The addition of a not too common gas engine to a collection can be a very exciting and fulfilling experience. But beware, because along with the excitement one will often experience another inherent characteristic, total frustration!

Being of a very stubborn nature, my own experience with a Rawleigh-Schryer has led me down a never ending trail of paper, envelopes and postage stamps. After a two year search, I have what I consider to be a very brief outline of a long overdue company history.

The company, always based in Freeport, Illinois, started its life as the Freeport Gas Engine and Windmill Company. The original incorporation date is noted to have been June 10, 1909. One must wonder as to the actual number of engines produced under that company name, for on August 25, 1909, a scant seventy-six days later, the name was changed to the Zieglar-Schryer Manufacturing Co. The original incorporators of the company were listed as Oscar J. Zieglar, Roy M. Bennethum, Fred L. Kobow, Carl K. Swartz, Jr., Edward A. Mensenkamp., and Paul F. Schryer.

In a transaction that took place sometime during 19.11, Roy M. Bennethum, a major stockholder, sold his stock to Mr. W. T. Rawleigh. After some bold financial maneuvers by Mr. Rawleigh on December 2, 1912, the company would take on the name of the Rawleigh-Schryer Engine Company.

With the W. T. Rawleigh bankroll, accumulated through the successful business of factory-to-farm home remedies and household products, along with the brilliant engineering background of Paul F. Schryer, the company enjoyed some three and one half years of success.

Among Paul F. Schryer's rather impressive list of credentials, was noted that in 1884, he assisted in the design of the first successful gasoline engine in the world. He was also responsible for assisting in the design of many of the more popular engines of the early nineteen hundreds. One company indebted to Schryer for its successful engine design was the Stover Engine Co. also of Freeport, Illinois. Mr. Schryer's most noted accomplishments though, were the design of the first packingless fuel pump as well as the system of operating the fuel pump, igniter and exhaust valve with only one push rod and a single cam.

The Rawleigh-Schryer factory was located on a six-acre tract of land at Taylor Avenue in Freeport, Illinois. The company boasted of capital and resources of one hundred thousand dollars, a machine shop of some eighty feet by one hundred and eighty feet in size, a complete foundry and private railroad sidings. The buildings were fabricated of the most modern concrete, fire proof construction materials available for that time period. It seems somehow sad and certainly ironic that the company would be destroyed by fire.

The success of the company was attributed to its five point plan of superiority. The five were: simplicity, surplus power, ease of operation, balance, and reliability.

Its engine line consisted of hopper cooled engines in 1 2, 2, 4, 5, 6, 8, 10, 12, 14 and 16 horsepower. All were available with a full cast iron base, which also doubled as a fuel tank. Able to burn gasoline, natural gas, or distillate, the line of hopper cooled engines (with addition of the base) were massive.
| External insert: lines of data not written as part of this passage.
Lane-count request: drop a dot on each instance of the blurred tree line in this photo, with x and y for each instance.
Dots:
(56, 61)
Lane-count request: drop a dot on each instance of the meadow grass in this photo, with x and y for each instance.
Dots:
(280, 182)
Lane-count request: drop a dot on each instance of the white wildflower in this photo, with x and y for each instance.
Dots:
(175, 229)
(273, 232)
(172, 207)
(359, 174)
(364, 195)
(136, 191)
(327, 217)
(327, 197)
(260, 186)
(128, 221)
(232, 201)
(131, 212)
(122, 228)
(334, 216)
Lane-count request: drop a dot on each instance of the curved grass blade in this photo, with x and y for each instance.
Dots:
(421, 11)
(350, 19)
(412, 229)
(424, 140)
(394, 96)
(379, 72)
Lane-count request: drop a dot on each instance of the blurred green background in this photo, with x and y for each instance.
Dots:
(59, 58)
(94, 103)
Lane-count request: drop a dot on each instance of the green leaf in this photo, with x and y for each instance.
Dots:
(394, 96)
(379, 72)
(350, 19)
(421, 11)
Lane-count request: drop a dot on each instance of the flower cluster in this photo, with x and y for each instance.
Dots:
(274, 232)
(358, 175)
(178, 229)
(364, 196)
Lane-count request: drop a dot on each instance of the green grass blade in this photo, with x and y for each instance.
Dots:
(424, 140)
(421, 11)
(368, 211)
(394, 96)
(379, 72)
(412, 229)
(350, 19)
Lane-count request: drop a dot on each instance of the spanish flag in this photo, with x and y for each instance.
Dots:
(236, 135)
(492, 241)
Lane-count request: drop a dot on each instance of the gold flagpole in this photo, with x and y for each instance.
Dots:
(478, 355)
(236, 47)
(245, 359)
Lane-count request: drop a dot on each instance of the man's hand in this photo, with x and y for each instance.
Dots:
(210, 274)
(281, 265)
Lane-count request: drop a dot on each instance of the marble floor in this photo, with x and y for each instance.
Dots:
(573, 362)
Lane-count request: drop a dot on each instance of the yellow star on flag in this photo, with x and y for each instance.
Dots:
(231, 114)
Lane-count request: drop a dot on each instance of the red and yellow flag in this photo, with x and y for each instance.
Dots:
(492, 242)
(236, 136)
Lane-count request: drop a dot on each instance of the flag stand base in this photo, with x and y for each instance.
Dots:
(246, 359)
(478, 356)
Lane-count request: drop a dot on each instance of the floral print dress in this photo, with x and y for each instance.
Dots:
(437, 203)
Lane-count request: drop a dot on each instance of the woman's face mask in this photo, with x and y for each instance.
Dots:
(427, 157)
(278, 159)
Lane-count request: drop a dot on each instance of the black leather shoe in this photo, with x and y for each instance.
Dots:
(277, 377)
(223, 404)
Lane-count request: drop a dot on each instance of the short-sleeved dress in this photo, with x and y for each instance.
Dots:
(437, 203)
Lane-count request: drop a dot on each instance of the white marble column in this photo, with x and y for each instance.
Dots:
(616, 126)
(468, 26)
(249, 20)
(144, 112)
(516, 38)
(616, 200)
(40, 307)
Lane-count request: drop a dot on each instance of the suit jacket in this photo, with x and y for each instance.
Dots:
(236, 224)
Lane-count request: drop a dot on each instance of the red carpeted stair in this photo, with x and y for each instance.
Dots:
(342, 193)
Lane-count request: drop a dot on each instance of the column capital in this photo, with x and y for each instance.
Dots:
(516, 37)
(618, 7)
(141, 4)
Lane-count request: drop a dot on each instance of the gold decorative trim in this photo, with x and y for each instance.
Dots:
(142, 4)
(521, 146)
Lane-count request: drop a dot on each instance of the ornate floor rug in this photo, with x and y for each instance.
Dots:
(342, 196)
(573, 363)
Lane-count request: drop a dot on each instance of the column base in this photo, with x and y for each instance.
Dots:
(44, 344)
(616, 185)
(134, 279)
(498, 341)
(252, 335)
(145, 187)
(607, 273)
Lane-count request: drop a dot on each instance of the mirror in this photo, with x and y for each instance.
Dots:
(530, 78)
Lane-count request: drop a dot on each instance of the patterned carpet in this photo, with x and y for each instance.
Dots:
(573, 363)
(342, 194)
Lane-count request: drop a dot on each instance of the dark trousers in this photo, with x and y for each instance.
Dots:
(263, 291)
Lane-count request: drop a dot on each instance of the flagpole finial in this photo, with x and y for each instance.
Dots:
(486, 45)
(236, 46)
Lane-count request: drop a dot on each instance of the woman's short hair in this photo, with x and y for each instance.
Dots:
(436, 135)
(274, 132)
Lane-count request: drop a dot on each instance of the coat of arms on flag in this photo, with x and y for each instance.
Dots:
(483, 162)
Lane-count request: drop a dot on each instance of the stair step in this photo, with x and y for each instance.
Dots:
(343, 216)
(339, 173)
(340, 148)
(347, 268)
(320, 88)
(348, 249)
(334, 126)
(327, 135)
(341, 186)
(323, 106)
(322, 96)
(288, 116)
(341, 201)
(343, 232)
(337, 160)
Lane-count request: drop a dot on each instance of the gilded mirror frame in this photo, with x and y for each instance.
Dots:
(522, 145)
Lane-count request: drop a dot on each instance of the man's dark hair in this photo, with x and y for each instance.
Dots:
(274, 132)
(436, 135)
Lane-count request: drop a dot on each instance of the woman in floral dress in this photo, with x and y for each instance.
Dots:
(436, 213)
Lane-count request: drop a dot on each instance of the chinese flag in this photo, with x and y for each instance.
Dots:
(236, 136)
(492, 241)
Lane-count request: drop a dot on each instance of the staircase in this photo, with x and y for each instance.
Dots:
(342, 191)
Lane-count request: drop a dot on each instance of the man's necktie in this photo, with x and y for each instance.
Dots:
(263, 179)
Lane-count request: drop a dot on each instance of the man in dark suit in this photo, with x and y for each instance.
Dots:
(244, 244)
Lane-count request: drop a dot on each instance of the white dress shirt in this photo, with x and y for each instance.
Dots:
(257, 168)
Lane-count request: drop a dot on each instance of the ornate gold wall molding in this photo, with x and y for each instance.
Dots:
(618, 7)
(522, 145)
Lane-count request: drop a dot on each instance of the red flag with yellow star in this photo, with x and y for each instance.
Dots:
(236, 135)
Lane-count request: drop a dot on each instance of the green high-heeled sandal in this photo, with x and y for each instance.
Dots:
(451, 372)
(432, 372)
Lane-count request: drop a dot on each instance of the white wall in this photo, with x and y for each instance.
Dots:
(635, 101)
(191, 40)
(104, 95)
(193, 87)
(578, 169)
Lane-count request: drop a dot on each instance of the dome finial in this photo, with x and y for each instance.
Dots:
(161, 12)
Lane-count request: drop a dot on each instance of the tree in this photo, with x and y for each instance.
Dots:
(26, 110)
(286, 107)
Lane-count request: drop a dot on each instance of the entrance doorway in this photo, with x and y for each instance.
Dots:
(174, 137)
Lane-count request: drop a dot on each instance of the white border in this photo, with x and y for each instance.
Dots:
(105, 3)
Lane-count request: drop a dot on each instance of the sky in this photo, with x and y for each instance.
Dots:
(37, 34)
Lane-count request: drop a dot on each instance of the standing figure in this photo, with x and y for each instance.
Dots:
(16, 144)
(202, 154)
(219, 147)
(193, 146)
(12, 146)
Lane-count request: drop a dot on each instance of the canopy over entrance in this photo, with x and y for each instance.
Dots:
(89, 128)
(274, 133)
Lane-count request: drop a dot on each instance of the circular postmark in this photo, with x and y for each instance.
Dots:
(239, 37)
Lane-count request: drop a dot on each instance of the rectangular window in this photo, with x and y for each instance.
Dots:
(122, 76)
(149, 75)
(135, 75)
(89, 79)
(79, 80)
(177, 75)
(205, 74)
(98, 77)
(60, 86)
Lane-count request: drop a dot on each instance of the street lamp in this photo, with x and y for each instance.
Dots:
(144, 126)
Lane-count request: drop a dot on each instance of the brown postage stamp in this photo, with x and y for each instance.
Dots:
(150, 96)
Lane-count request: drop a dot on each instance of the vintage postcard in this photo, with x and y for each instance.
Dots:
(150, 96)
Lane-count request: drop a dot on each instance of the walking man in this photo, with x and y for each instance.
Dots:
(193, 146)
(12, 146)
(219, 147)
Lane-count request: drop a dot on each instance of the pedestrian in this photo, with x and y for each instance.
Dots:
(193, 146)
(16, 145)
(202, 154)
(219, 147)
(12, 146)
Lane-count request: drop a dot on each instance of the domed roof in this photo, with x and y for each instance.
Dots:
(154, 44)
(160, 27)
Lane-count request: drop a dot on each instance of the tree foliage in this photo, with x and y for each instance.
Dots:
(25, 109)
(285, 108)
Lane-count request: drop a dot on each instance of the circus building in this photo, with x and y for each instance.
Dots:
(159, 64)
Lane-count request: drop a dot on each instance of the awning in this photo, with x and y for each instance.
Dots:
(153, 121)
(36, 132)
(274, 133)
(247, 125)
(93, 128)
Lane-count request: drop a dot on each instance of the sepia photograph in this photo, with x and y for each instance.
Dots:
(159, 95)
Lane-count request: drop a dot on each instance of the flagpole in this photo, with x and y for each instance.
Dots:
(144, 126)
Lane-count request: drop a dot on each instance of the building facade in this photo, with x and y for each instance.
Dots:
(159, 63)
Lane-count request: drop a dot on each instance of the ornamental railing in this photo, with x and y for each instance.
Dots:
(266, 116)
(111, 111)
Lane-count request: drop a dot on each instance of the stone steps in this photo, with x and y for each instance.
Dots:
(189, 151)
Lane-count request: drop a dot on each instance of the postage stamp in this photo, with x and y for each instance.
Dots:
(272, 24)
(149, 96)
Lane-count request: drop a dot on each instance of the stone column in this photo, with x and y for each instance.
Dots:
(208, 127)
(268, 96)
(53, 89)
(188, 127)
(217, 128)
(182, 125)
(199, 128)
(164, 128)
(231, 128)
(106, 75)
The 2 HP model boasted twenty-seven inch flywheels and a shipping weight of six hundred and thirty pounds.

Screen cooled engines were another feature of the company and were available in 6,8, 10,12,16,18, 22 and 25 horsepower. The 25 horsepower engine, mounted on an all steel steel truck, weighed in at 5800 pounds! Mounting of both hopper cooled and screen cooled engines was accomplished by means of a semi-portable rig in the 1 HP size to a fully portable rig that could be ordered with any size hopper or screen cooled engine, including the 5800-pound giant. A complete wood buzzing outfit was available in the 4, 6, and 8 horsepower sizes.

The engines were of the hit and miss design, and the make and break igniter could be sparked by battery and coil or by a magneto driven by a friction pulley running in contact with the flywheel. The Webster oscillating magneto would be a later option available to customers for an additional $7.95. As noted in a 1915 Rawleigh Almanac, engine color was a dark brown with pinstriping of the hopper sides and flywheel spokes in a reddish color. The outer narrow edge of the flywheels were left in an unpainted state to achieve a two-tone effect.

The boasts of the company as to the superior quality of metals as well as the low wear factor, due to high excellence of design, can be attested to by the present day caretakers of these truly outstanding examples of early day technology.